A letter signed by 23 retired generals and scores of other former high-ranking officers which threatens the possibility of military intervention over France’s ’failure’ to tackle Islamists who are causing the country to “disintegrate” has sparked a political controversy. The letter to the right-wing magazine Valeurs Actuelles published on April 21st eventually led to the intervention of defence minister Florence Parly who said that there would be “consequences” for any signatory who still has an active or reserve role in the country’s armed forces. “The military are not there to campaign, but to defend France and protect the French,” she told France Info radio on Monday April 26th.
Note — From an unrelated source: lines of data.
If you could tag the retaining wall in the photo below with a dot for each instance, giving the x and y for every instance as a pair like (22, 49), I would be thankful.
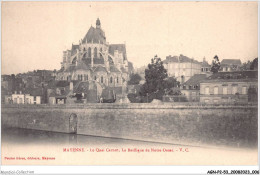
(182, 124)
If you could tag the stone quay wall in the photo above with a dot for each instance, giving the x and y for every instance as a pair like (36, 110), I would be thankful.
(183, 123)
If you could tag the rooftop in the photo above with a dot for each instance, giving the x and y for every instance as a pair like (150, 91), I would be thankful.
(231, 62)
(238, 76)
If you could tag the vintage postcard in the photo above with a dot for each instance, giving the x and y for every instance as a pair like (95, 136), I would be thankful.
(129, 83)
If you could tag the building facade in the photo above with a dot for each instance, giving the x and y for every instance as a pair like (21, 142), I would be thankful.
(191, 88)
(94, 59)
(226, 87)
(227, 65)
(181, 67)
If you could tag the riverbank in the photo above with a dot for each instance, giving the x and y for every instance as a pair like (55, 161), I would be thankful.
(185, 124)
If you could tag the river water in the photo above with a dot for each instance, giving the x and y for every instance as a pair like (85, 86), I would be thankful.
(25, 143)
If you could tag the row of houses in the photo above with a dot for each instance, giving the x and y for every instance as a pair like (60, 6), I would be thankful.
(68, 92)
(183, 68)
(222, 87)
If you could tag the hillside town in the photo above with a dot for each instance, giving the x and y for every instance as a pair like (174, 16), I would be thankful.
(95, 71)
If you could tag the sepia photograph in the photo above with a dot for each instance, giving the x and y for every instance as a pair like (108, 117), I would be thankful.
(129, 83)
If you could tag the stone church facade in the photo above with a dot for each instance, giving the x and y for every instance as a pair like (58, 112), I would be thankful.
(94, 59)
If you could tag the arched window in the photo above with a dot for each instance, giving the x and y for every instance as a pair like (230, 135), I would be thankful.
(89, 52)
(95, 52)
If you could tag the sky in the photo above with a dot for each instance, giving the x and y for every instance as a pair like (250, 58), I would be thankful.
(34, 34)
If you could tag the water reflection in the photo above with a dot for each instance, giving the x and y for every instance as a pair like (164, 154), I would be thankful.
(37, 137)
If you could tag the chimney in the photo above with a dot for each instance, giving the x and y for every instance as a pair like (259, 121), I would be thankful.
(71, 86)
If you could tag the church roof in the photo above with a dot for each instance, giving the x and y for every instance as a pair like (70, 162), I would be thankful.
(94, 34)
(119, 47)
(113, 69)
(231, 62)
(70, 68)
(205, 64)
(123, 70)
(99, 60)
(74, 49)
(99, 69)
(82, 66)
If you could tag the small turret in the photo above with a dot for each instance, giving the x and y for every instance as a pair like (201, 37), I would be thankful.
(98, 24)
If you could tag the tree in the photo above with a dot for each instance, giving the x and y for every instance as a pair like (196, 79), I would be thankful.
(156, 80)
(134, 79)
(254, 65)
(215, 65)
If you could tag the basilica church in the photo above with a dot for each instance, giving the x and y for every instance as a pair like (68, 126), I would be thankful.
(94, 59)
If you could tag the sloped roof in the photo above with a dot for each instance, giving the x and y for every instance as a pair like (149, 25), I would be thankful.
(180, 58)
(183, 58)
(94, 34)
(84, 87)
(205, 64)
(120, 47)
(109, 92)
(82, 66)
(195, 79)
(71, 68)
(113, 69)
(238, 76)
(123, 70)
(99, 69)
(62, 94)
(171, 59)
(98, 60)
(110, 60)
(62, 83)
(74, 49)
(230, 62)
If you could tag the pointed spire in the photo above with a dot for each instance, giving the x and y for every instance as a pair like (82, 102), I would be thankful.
(98, 24)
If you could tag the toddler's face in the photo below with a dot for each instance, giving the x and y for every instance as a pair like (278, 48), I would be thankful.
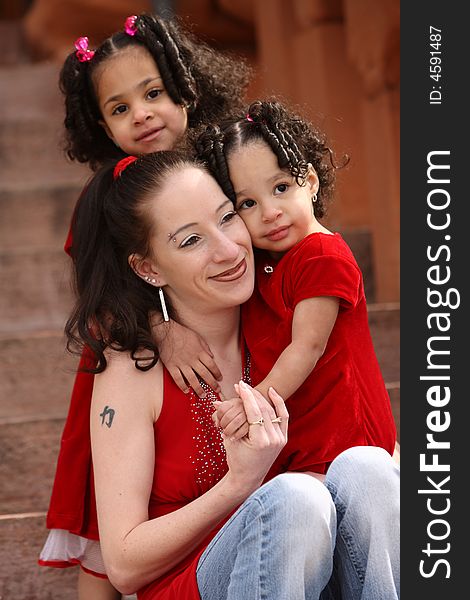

But perhaps the most striking intervention came from Marine Le Pen, president of the far-right Rassemblement National (RN) party. In recent years Le Pen has sought to soften her party’s hardline image in a bid to broaden its appeal to voters. But Le Pen backed the retired generals’ warning in the warmest terms, calling it a “letter stamped with conviction and commitment” written by “men who are attached to their country”. Le Pen also made it clear she supported the generals’ “analysis”.
Yet this letter addressed to President Emmanuel Macron, which was published on the 60th anniversary of the failed military Algiers putsch of 1961, speaks of the possible need for military intervention to confront the chaos that France is supposedly plunging into. The signatories, many of whom are already known for their support for the far right, declared that “these are serous times, France is in peril”. The country is in the process of “disintegrating” because of “a certain anti-racism” whose only aim was pave the way for the “racial war that these hate-filled and fanatical followers want”, they claim. The letter comes in the wake of rows caused by education minister Jean-Michel Blanquer and junior minister for higher education Frédérique Vidal over the presence of “Islamo-leftism” in France’s universities, with the generals stating that the main threat to France today is from those who “speak of racialism, of indigenism and of decolonial theories”.
These retired officers, many of whom are approaching their eighties, attack what they call “Islamism and the hordes from the suburbs” - a reference to the run-down outskirts of some French cities where many of the residents come from an immigrant background – who are “detaching many parts of the nation and turning them into territory subject to dogmas that are contrary to our constitution”.
When it comes to solutions, the generals use slightly more guarded language with a call to President Macron to “apply uncompromisingly the laws that already exist” and say they are ready to “support politicians who take into account the nation’s safety”. But they then state that if their warning is not heeded “permissiveness will continue to spread inexorably in society, provoking in the end an explosion and the intervention by our comrades on active service in the dangerous mission of protecting our civilised values and the safety of our compatriots on national soil”.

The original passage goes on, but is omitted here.